The Dunce’s Corner
It was with horror that I read the news about Ron E., the man who recently murdered his roommate under the influence of ayahuasca. It didn’t happen during a ceremony, at least not a professionally guided ceremony. Ron E. had prepared the drink himself. In his housemate, who had drunk nothing of the drink and was just sleeping, he suddenly saw the devil.
I participated in about ten ceremonies, all ten with a very experienced guide. I would never try it without such guidance. I know how deep you can go, how dark it can get. But also: how beneficial it can be, how wonderful.
The death of the housemate is terrible, and Ron E.’s life will never be the same again. His fate is also tragic. Obviously it was not smart of him to get involved with ayahuasca on his own. God knows what else was going on with him. Maybe there were underlying psychological issues, or he was on medication.
As far as I know there is one other death case known in the Netherlands that involved ayahuasca. That too was a poorly organized ceremony, and also with a dubious organization. One of the participants took off and walked dazed onto the highway. However, my disgust regarding these two cases goes beyond the personal tragedies involved. Because I know how the political world reacts to these cases: ayahuasca is dangerous and should be banned, its use must be punished more severely. The incidents are proof of this.
‘It’s painful to see how policymakers place ayahuasca in the dunce’s corner without any sense of perspective’
It makes me furious. I know how good ayahuasca can be. I have seen people cry after a ceremony, with tears of gratitude. It’s painful to see how policymakers – almost always frightened laymen- without any sense of perspective place this thousands of years old substance into the dunce’s corner.
And of course what strikes the most is the hypocrisy. Alcohol is advertised and sold in supermarkets. I could interrupt the writing of this column to come up with some statistics, but that would only illustrate what everyone in fact already knows: the annual number of assaults, murders and fatal accidents under the influence of alcohol runs into the dozens, so not hundreds.
It makes me hopeless. It’s the year 2021, and we still didn’t make the progress we should have, we are still not able and willing to look at psychedelics objectively and with an open mind. Yes, a number of university hospitals do research on psilocybin, which is great, but the general emotion is one of fear, to look away and most of all to hide. That is a shame, because right now we are ready for change. The climate, interpersonal contact, materialism; psychedelics can help us with that.

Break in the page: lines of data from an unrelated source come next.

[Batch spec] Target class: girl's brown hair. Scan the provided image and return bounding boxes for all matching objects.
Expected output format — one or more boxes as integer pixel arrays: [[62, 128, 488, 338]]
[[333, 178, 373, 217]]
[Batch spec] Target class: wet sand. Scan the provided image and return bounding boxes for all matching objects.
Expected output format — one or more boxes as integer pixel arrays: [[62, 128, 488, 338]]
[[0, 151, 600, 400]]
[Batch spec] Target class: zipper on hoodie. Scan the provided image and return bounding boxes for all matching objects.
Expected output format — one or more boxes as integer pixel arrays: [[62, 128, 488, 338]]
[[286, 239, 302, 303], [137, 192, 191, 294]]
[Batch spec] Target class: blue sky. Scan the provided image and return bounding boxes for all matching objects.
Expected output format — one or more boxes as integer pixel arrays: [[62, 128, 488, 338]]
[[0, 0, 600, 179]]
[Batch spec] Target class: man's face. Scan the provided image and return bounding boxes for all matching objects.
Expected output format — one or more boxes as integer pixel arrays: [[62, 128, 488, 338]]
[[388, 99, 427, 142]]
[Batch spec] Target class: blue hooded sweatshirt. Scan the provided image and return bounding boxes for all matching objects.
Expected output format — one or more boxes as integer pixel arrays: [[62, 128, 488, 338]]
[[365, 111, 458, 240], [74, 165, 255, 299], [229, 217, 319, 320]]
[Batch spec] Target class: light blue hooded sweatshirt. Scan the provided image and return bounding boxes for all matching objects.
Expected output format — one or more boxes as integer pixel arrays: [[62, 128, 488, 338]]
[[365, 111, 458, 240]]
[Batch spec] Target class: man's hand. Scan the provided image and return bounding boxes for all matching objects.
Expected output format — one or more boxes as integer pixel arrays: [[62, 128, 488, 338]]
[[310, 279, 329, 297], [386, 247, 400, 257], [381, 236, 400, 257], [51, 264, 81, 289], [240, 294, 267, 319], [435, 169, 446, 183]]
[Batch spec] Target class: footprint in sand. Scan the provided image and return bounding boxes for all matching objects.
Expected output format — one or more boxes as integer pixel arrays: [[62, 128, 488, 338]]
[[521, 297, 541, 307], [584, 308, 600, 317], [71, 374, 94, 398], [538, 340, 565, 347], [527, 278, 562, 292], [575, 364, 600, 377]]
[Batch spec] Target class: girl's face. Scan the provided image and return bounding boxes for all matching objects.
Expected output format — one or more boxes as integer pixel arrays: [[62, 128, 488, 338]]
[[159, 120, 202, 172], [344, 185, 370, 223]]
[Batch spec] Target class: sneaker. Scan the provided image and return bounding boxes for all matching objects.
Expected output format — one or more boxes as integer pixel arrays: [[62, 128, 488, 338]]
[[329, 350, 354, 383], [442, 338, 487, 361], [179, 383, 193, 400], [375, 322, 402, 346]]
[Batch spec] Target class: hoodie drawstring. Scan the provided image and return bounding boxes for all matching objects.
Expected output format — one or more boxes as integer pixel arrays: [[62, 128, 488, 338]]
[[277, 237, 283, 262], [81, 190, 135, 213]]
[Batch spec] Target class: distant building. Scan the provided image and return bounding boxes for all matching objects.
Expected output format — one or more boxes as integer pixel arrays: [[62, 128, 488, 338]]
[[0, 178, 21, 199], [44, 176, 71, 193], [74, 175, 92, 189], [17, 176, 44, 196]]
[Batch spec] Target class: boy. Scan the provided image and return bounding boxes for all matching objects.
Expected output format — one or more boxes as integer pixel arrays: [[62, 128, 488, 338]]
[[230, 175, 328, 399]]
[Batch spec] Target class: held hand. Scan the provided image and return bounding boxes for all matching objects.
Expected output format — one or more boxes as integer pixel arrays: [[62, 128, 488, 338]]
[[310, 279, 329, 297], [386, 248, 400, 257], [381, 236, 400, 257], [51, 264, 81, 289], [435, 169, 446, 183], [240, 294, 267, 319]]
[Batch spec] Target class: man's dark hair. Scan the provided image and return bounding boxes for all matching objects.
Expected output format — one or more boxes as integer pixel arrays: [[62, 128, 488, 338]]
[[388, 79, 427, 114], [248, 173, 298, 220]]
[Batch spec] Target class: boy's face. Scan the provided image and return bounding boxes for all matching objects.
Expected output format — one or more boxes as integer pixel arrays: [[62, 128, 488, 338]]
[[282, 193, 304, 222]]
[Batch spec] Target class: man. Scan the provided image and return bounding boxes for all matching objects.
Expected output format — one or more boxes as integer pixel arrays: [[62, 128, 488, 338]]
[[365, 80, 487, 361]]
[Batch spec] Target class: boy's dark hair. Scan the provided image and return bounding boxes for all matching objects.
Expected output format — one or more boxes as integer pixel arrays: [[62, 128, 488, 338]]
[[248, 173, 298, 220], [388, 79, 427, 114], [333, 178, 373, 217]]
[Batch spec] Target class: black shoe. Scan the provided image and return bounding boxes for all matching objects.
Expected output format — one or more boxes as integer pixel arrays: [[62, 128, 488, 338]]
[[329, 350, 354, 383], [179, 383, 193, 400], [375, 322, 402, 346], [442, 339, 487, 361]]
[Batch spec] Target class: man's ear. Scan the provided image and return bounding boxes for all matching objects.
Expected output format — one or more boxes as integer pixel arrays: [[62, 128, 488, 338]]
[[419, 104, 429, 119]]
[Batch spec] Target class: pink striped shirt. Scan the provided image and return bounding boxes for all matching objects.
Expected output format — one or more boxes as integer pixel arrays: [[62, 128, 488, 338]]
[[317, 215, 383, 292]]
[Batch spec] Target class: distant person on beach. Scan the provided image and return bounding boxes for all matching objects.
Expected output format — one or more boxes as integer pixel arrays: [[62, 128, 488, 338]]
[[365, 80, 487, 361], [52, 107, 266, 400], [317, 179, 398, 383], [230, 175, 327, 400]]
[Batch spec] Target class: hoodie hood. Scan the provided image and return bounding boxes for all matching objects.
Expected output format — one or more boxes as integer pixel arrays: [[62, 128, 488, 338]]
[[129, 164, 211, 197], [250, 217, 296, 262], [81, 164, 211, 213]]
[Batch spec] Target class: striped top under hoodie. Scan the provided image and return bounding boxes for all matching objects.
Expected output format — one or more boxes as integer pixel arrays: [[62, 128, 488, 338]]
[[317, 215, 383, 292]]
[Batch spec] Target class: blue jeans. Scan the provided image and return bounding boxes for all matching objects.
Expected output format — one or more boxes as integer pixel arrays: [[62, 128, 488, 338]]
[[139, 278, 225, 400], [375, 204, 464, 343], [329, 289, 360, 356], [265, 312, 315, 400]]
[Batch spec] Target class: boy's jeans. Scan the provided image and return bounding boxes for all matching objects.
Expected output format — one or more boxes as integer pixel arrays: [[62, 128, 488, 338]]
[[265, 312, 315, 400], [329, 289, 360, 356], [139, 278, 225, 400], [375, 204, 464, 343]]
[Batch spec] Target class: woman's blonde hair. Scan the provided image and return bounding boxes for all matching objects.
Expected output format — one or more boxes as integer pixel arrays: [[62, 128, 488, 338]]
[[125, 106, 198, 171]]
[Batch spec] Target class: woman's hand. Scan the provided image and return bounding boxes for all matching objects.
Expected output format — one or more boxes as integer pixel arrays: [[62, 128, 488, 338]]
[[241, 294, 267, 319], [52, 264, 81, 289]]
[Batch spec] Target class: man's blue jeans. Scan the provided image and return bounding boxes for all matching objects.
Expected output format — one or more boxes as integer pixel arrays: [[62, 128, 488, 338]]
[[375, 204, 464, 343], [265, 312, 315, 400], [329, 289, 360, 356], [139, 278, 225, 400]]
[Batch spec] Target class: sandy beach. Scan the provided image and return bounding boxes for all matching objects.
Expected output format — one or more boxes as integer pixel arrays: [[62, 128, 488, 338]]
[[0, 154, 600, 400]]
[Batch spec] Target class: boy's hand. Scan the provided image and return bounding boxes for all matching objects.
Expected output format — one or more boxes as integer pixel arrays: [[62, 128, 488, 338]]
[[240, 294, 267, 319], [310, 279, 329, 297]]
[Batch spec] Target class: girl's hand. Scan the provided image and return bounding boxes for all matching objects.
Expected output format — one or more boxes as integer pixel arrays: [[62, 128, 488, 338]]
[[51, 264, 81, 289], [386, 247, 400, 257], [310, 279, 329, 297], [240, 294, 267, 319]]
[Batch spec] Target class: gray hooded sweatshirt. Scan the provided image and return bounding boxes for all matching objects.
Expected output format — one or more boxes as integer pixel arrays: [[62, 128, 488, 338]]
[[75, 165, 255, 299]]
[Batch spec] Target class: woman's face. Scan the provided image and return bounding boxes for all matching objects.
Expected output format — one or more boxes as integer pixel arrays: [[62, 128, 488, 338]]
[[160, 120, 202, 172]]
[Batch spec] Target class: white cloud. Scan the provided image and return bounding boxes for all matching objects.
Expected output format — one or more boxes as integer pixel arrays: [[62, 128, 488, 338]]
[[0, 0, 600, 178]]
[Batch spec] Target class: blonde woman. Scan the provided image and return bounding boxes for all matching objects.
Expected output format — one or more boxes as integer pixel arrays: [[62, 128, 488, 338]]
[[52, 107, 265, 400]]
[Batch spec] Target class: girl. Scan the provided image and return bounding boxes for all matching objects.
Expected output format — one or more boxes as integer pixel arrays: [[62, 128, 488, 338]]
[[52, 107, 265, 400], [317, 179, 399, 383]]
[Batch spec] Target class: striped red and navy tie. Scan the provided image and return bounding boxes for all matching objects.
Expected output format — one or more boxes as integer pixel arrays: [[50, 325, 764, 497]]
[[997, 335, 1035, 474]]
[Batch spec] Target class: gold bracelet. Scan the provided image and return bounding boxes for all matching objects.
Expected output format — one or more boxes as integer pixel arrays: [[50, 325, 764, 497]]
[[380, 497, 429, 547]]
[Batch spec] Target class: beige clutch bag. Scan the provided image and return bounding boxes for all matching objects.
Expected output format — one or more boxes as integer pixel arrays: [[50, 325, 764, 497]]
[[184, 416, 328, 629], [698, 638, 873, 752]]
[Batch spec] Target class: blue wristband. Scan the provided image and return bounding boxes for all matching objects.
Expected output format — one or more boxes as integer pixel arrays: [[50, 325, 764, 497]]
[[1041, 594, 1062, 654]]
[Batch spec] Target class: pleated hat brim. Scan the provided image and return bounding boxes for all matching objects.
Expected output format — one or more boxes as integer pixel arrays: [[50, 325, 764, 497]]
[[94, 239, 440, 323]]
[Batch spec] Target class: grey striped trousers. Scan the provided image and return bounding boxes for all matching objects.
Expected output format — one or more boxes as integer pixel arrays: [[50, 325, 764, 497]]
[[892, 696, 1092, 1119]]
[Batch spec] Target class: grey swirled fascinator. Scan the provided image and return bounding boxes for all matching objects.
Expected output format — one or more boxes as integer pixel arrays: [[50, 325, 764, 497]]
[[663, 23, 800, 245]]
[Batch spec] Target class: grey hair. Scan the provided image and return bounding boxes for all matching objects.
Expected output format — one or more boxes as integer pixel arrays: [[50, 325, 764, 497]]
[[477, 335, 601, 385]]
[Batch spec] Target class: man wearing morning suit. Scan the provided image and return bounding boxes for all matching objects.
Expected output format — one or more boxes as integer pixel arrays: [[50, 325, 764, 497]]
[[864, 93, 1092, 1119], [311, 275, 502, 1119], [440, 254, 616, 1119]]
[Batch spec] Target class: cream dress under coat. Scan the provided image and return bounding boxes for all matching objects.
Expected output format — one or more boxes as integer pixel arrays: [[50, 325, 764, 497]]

But we are also responsible. We can continue to appeal to the world outside, to politics, but we also have to look at ourselves. Tragedies like the two above can be avoided. Ayahuasca is a serious medicine, we have to treat it seriously. Every negative news report means three steps back. That’s not fair, but it is reality.
Henk van Straten
WHO IS HENK VAN STRATEN?
Writer, journalist and columnist Henk van Straten writes for Volkskrant Magazine, De Correspondent and Das Magazin, among others. You can also read his pleasantly understated prose and sharp view of life in his books, including Wij zeggen hier niet halfbroer and Berichten uit het tusssenhuisje. Henk’s latest book is called Ernest Hemingway is gecanceld and was published in December 2020.